Wie viele Pflanzenarten gibt es eigentlich?

Man geht gegenwärtig von insgesamt 8,7 ± 1,3 Millionen Arten von Lebewesen auf der Erde aus. Davon sollen etwa 6,5 Millionen Geschöpfe an Land und 2,3 Millionen im Wasser leben.

Die Pflanzen (Plantae) bilden ein eigenes Reich jener Lebewesen mit Zellkern und Zellmembran (Eukaryoten). Nach heutigen Schätzungen existieren auf der Erde zwischen rund 320.000 und 500.000 Pflanzenarten. Davon sind etwa 250.000 Blütenpflanzen, einschließlich der Cycaden (palmähnliche holzige Gewächse), Farne und Nadelbäume.

Unter den Blütenpflanzen sind die drei größten Familien die Asterngewächse (Asteraceae) mit etwa 24.000 Arten, wozu die Sonnenblumen gehören, die Orchideen mit etwa 20.000 Arten und die Schmetterlingsblütler (Leguminosen) mit nahezu 18.000 Arten. Die Gesamtzahl der Arten dieser drei Familien beträgt mehr als 62.000. Das sind etwa 25 Prozent aller Blütenpflanzen der Erde. Es gibt alleine 14.500 verschiedene Arten von Moosen!

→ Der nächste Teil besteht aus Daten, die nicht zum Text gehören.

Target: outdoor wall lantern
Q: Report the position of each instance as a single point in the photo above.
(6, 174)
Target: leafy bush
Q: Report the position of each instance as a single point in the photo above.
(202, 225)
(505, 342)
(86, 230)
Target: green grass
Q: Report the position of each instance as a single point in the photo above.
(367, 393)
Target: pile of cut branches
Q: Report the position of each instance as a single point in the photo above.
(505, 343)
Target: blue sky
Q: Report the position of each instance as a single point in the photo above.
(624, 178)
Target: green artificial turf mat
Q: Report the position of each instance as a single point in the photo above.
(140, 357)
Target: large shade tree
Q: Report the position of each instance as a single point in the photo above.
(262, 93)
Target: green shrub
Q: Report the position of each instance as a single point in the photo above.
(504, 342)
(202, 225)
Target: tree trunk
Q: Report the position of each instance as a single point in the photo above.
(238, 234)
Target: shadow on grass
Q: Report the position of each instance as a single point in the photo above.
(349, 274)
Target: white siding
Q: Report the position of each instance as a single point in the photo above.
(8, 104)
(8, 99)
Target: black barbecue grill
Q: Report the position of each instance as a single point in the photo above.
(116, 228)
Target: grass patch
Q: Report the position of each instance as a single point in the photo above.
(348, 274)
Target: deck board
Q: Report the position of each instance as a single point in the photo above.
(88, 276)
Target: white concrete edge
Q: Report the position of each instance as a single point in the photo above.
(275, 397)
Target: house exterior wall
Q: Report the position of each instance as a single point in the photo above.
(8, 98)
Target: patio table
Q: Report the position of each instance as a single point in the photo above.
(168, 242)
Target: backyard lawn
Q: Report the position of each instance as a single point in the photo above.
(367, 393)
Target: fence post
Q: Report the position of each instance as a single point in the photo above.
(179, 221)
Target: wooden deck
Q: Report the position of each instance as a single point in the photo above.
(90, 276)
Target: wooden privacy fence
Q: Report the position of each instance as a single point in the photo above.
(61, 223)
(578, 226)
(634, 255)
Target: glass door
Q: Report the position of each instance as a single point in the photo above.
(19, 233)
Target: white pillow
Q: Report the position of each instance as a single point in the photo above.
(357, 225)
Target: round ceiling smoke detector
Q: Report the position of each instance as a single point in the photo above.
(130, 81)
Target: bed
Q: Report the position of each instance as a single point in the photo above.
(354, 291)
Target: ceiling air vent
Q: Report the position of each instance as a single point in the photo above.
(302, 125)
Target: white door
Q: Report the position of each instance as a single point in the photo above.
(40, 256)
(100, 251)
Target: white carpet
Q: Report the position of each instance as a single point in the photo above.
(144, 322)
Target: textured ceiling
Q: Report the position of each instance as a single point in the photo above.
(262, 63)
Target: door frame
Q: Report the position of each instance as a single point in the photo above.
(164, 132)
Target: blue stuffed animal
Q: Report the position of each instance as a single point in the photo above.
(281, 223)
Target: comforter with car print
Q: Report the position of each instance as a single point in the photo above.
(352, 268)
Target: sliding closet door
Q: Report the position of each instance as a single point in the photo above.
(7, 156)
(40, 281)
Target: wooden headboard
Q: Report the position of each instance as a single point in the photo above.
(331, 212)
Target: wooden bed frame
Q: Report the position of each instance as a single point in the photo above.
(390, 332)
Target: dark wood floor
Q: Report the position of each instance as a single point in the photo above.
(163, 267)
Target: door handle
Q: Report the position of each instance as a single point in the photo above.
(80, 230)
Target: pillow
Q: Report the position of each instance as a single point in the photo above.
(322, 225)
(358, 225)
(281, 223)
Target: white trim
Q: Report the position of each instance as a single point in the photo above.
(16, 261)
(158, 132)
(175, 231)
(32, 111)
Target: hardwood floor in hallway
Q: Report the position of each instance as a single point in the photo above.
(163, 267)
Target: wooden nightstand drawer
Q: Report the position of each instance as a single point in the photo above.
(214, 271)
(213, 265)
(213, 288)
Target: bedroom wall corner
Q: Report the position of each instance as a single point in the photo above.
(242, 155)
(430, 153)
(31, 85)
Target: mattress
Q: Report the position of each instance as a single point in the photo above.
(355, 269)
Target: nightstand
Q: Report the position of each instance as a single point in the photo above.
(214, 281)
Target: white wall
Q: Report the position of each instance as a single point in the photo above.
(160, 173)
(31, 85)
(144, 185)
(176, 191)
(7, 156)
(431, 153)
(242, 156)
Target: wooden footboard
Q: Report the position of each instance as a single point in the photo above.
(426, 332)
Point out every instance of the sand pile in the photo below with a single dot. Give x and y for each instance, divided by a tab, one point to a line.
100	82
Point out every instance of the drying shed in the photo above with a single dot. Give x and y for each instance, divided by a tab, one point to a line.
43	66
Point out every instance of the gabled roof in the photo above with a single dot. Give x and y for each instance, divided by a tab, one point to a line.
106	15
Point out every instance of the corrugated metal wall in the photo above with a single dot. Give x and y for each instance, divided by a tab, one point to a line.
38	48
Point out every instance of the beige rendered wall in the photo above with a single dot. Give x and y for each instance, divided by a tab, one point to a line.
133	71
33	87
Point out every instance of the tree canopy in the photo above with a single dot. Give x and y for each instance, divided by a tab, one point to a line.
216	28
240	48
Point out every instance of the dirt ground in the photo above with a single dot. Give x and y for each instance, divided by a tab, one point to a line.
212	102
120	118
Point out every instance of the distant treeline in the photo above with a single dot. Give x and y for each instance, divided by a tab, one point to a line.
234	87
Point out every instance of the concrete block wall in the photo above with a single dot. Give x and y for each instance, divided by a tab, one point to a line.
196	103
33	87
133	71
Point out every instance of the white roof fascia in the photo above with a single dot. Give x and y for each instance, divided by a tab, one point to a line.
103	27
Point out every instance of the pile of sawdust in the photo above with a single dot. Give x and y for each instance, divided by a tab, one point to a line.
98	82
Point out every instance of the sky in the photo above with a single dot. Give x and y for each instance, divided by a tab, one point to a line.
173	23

Erfunden wurde die Sexualität aber von der Natur selbst – schon vor mehr als 1,4 Mrd. Jahren. Einzeller kannten sie schon. Sie praktizierten und praktizieren sie noch, insbesondere wenn ökologischer Stress wirkt. Ergo: Sexualität bietet einen evolutionären Vorteil unter schwierigen Bedingungen. Dennoch war es ein weiter Weg zu den heutigen Formen von Geschlechtsverhältnissen.

Bei den Pflanzen gibt es sogar eine doppelte Befruchtung, die zwei Spermakerne verursachen. In einem reifen Samen stammt der Embryo von einem Spermakern (generativer), der mit der Eizelle im Embryosack die so genannten Zygote bildet. Der zweite Spermakern (vegetativer) vereinigt sich mit zwei polaren Kernen im Eiapparat und bildet das Endospermgewebe. Wenn man Kokosnussfleisch, Kokosnussmilch oder Popcorn verzehrt, nehmen wir nicht den Samen zu uns, sondern das Endosperm!

Bei der Befruchtung gibt es eine Kommunikation zwischen den Geschlechtszellen. Für das richtige Verhalten des Pollenschlauchs, d. h. „ Andocken“ am Embryosack und Freisetzen der Spermakerne, sind zwei Zellen des weiblichen Geschlechtsapparates verantwortlich. Diese beiden Zellen werden als Synergid-Zellen bezeichnet. Die beiden Synergid-Zellen funktionieren ähnlich wie ein Türschloss. Schloss und Schlüssel müssen zusammenpassen, damit sich das Tor öffnet.